What Track Here Would Be Right at Home on David Crosby’s First Album?

Hot Stamper Pressings of the Music of Graham Nash Available Now

Our last shootout for this album took place in 2021. I wish we could keep the record in stock but finding the right stampers these days is not easy.

Still, as a favorite album of mine, I listen to the album regularly, just not on vinyl. Both the standard CD and the cassette I have sound right to me, sounding very much like the original record.

Recently I was playing the album and heard a song that sounded an awful lot like it might have been produced by the same team that recorded David Crosby’s first album, If Only I Could Remember My Name.

If you’re up for it, listen to the Crosby, then play the Nash and see if you can spot it. Feel free to leave your impressions in the comments section below.

Digging Deeper

Songs for Beginners is one of those albums that made me want to dig deeper into audio. After every improvement I managed to make to the system, Songs for Beginners would be one of the records that I would play (at very high volume) to see what changes I had brought about.

All the best changes — the ones I kept — always made the album sound better than I had last heard it. Over the course of decades the sound became amazingly good, a true Demo Disc that belonged in the company of Tea for the Tillerman or Dark Side of the Moon.

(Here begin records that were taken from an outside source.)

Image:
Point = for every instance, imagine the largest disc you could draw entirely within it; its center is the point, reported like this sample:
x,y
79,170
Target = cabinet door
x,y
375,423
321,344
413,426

Back in the 70s and the 80s, not so much later as I had found plenty of other tough test discs by then, it helped me dramatically improve the playback quality of my system, which, to be honest, had a very long way to go, although I sure didn’t know that at the time. I thought it sounded great.

Early on in the history of our track by track breakdowns, written in order to aid listeners in testing their stereos and the other copies of the record they might own, we did a breakdown for the album which you can read here.

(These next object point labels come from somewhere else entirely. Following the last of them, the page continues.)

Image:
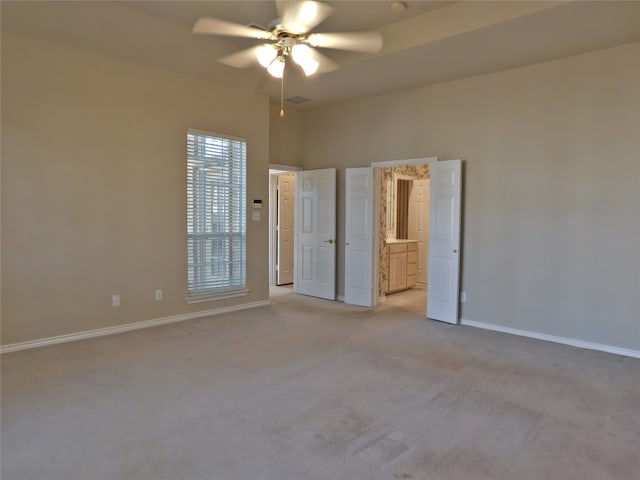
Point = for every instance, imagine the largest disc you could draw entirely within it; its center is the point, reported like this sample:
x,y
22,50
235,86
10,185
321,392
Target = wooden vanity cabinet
x,y
403,259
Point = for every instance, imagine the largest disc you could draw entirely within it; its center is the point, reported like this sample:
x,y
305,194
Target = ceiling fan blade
x,y
301,17
214,26
242,59
368,42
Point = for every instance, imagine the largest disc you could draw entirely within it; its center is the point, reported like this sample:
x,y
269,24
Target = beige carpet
x,y
308,389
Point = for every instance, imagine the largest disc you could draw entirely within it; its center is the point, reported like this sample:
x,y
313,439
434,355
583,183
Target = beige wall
x,y
286,135
93,187
552,185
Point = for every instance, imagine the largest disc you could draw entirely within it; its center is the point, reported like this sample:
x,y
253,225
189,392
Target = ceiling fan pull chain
x,y
282,96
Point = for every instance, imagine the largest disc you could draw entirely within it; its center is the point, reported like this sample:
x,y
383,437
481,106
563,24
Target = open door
x,y
315,262
358,276
444,240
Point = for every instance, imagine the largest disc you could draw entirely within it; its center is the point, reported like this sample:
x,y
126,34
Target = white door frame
x,y
274,170
376,210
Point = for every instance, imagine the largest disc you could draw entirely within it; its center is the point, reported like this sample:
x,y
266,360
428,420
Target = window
x,y
216,222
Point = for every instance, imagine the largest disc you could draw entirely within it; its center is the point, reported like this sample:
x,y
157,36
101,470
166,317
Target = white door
x,y
419,224
286,195
444,240
358,252
315,262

If you can’t find a nice original, whatever you do, don’t buy the awful Classic Records pressing of the album. They ruined it.

Want to find your own killer copy?

Consider taking our moderately helpful advice concerning the pressings that tend to win our shootouts.

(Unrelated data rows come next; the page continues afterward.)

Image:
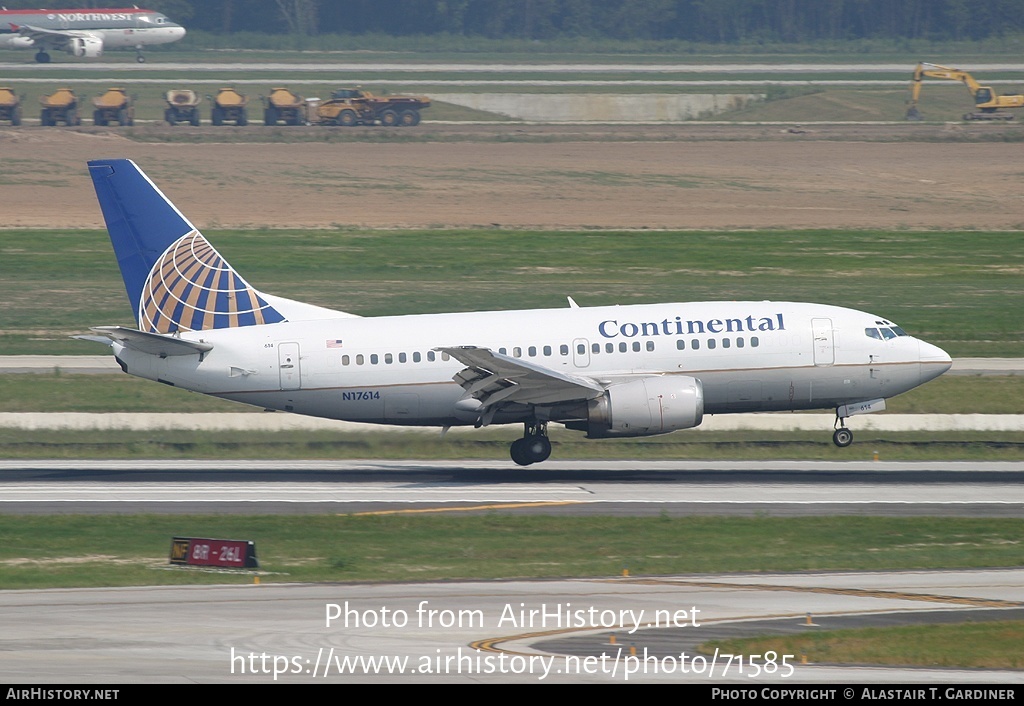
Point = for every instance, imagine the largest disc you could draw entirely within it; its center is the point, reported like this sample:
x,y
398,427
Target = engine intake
x,y
645,407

As of 2024, shootouts for Songs for Beginners should be carried out:

Nothing else will do for a big, dynamic, powerful recording such as this.


Better Days in the mid-70s

Songs for Beginners couldn’t make me an audiophile; I already was one. It did, however, make me a more dedicated audio enthusiast. It’s precisely the kind of record that rewards the 40 50-plus years I’ve put into this hobby, trying to get it as well as hundreds — now thousands — of other wonderful records to sound their best.

When I first acquired Audio Research tube gear (ARC SP3-A & D-75A) in the mid-70s I thought I had arrived. The sound was glorious compared to the Crown transistor amp and preamp they replaced in my system. It was truly a giant leap forward.

Little did I know that I had a much, much longer journey ahead of me (which would, truth be told, not include ARC gear for long). By 2007 we were tube free and have never looked back. There was never any reason to. Records were sounding better and better with each passing year.